Recent evidence in SPG11 supports a role for immune dysregulation and chronic neuroinflammation [76]. In particular, SPG11 patients exhibit increased peripheral levels of proinflammatory cytokines, including IL-6, TNF-α, and IFN-γ, as well as activation of IFN-γ–STAT1 signaling in iPSC-derived microglia and postmortem CNS tissue. These findings indicate that systemic and CNS-compartmentalized inflammation are active contributors to disease pathogenesis in SPG11, potentially mediated through sustained microglial activation and maladaptive T cell responses.
Furthermore, cytokines may, in theory, capture transient or subclinical inflammatory events that escape clinical detection but influencing the overall disease trajectory. It has been hypothesized that such episodic immune activations might contribute to subtle alterations in neuronal function or axonal integrity with immune–glial dysregulation being implicated in disease mechanisms at certain stages, at least in SPG11 disease [76]. These alterations could accumulate over time and shape the chronic degenerative process typical of HSP. Therefore, monitoring cytokine fluctuations remains a promising, yet hypothetical approach that requires validation.

4. Discussion

Researchers in clinical neurosciences are paying increasing attention to fluid biomarkers in neurodegenerative diseases, and they may offer valuable applications in HSP. In this narrative review we have recapitulated actual and potential fluid biomarkers in monitoring HSP disease, attempting a possible integrative framework to be tested in research studies despite the genetic and clinical heterogeneity of the clinical condition.

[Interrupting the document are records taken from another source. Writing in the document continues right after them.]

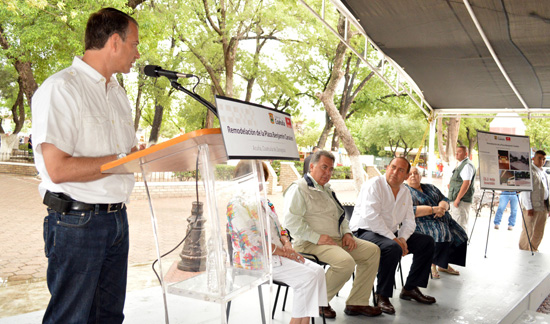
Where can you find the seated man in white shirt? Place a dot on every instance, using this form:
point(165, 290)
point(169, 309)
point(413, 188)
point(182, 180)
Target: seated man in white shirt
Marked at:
point(383, 204)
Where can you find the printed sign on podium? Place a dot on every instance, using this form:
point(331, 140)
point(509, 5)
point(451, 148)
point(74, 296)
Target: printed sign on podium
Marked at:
point(207, 267)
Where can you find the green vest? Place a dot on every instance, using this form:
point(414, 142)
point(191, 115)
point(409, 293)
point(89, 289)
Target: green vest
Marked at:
point(456, 183)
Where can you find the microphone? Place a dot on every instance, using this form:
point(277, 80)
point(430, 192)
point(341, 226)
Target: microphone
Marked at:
point(155, 71)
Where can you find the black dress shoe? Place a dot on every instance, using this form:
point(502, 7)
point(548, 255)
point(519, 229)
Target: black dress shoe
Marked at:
point(370, 311)
point(416, 295)
point(328, 311)
point(384, 304)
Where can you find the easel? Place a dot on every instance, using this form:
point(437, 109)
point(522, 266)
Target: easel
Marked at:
point(491, 216)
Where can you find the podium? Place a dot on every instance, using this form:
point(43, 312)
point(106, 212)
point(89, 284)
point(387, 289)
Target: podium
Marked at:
point(206, 270)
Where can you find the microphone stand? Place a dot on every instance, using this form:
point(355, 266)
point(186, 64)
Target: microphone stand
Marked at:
point(195, 96)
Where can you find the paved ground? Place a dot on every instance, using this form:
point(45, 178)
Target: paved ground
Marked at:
point(22, 261)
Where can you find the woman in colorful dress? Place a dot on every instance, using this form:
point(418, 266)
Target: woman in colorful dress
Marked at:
point(306, 278)
point(432, 218)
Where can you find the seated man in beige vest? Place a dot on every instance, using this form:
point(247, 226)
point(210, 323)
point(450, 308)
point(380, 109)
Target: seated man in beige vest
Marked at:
point(316, 220)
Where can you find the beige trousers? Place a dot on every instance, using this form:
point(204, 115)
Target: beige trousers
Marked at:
point(535, 229)
point(342, 264)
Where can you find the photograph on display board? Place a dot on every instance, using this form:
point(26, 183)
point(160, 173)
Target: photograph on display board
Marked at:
point(504, 162)
point(519, 161)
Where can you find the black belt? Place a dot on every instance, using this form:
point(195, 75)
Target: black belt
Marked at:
point(63, 203)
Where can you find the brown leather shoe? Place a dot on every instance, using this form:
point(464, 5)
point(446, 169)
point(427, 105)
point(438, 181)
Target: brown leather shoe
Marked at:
point(328, 311)
point(354, 310)
point(384, 304)
point(416, 295)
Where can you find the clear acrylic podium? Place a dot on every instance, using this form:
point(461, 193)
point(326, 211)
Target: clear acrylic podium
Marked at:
point(206, 270)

Considerations from the aforementioned literature set out the rationale for selecting biomarkers in HSP, based on mechanistic and pharmacokinetic principles, and future directions centered on minimally invasive, patient-friendly monitoring are explored.

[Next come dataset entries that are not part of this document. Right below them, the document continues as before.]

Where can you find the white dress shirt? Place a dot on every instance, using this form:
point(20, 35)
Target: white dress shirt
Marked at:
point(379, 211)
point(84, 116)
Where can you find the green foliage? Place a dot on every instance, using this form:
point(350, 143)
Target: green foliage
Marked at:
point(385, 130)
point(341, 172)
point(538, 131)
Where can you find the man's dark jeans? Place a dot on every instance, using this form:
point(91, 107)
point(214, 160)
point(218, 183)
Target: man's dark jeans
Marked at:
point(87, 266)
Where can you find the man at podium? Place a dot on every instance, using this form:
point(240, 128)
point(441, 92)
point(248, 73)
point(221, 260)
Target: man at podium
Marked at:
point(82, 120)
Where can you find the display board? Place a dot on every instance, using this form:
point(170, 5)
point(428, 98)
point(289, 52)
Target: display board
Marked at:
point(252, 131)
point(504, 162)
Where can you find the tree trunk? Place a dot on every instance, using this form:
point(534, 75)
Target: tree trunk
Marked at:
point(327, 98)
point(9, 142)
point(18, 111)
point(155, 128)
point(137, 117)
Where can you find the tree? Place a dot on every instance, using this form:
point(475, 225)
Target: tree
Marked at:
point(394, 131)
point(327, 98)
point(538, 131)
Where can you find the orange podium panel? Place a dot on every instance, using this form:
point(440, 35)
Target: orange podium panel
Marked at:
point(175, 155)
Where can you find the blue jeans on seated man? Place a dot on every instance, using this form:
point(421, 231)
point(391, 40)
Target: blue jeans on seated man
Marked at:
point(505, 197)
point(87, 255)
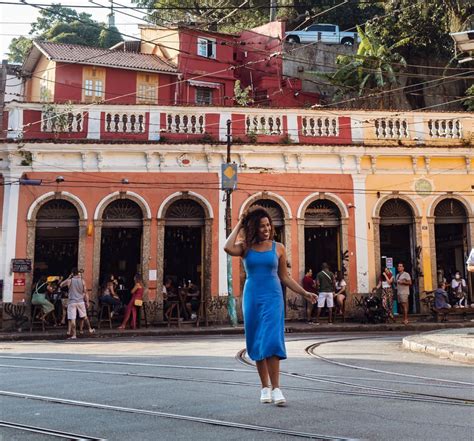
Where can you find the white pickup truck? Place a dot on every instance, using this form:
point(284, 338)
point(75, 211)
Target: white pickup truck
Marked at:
point(325, 33)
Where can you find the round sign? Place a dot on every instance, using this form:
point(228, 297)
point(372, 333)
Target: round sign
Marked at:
point(423, 187)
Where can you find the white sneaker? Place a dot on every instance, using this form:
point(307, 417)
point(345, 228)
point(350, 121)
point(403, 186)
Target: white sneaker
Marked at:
point(278, 397)
point(266, 395)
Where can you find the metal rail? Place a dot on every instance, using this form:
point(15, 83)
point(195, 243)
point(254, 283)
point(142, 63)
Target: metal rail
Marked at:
point(51, 432)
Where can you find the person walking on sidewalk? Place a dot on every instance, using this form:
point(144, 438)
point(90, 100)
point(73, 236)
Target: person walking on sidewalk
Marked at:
point(403, 281)
point(77, 299)
point(326, 283)
point(310, 286)
point(386, 282)
point(263, 308)
point(135, 301)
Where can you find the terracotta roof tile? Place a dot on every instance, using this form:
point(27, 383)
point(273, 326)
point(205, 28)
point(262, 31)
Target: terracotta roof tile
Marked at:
point(74, 53)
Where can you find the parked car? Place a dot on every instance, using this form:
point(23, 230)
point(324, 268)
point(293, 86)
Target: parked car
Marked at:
point(325, 33)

4.1. Biomarker Selection Strategy in HSP: Mechanistic and Pharmacokinetic Considerations

Mutations in over 90 HSP genes affect diverse cellular processes, including axonal transport, mitochondrial dynamics, and lipid metabolism. This heterogeneity makes mutation-specific biomarker development impractical, as it is difficult to develop a single biomarker that can be used for all gene variants. Shared downstream effects such as axonal degeneration, neuronal loss and glial activation should be the focus of biomarker strategies instead. These effects represent convergent and biologically meaningful targets across HSP subtypes (Figure 1).
In this review, we propose a multidimensional and integrative framework. Multidimensional implies the combinatory effects of three axes: biological domain (axonal, neuronal, glial, immune, synaptic), pharmacokinetic profile (e.g., half-life, persistence in circulation), and clinical context of use (diagnosis, progression, trial endpoints). Integrative indicates that, despite genetic heterogeneity, biomarkers can be mapped onto shared downstream pathways of neurodegeneration—axonopathy, neuronal loss, and glial activation. This framework is put forward as a practical strategy for biomarker selection and interpretation, rather than a unification of upstream disease-related mechanisms.
Commercially available fluid biomarkers relevant to HSP can be grouped into three mechanistic categories: axonal injury (e.g., NfL, tau), neuronal cell body damage (e.g., BD-tau, UCHL1), and glial/inflammatory activity (e.g., GFAP, sTREM2, cytokines). Among available biomarkers, NfL stands out as the most established in HSP. It reliably reflects axonal degeneration, matches the core pathophysiology of HSP, and offers suitable pharmacokinetics for tracking chronic progression. BD-tau, with high CNS specificity and minimal peripheral interference, complements NfL by capturing cortical and subcortical neuronal damage, particularly in complex HSP subtypes. Additionally, GFAP, sTREM2, and selected cytokines can detect short-lived inflammatory or glial activation events that may signal transient disease activity. These markers may uncover biologically relevant fluctuations not evident on routine clinical evaluation, providing a more dynamic view of HSP progression.
A bona fide multidimensional biomarker panel should include:
  • NfL, to monitor chronic axonal damage;
  • BD-tau, to assess CNS-specific neuronal injury;
  • GFAP, cytokines, or sTREM2, to capture transient glial or immune activation.
This multi-dimensional biomarker strategy, informed by both the mechanistic relevance and the pharmacokinetic properties of each molecule (Figure 2), offers a rational and clinically feasible framework for monitoring disease activity in both symptomatic patients and asymptomatic carriers, guiding therapeutic decision-making across the continuum of HSP care.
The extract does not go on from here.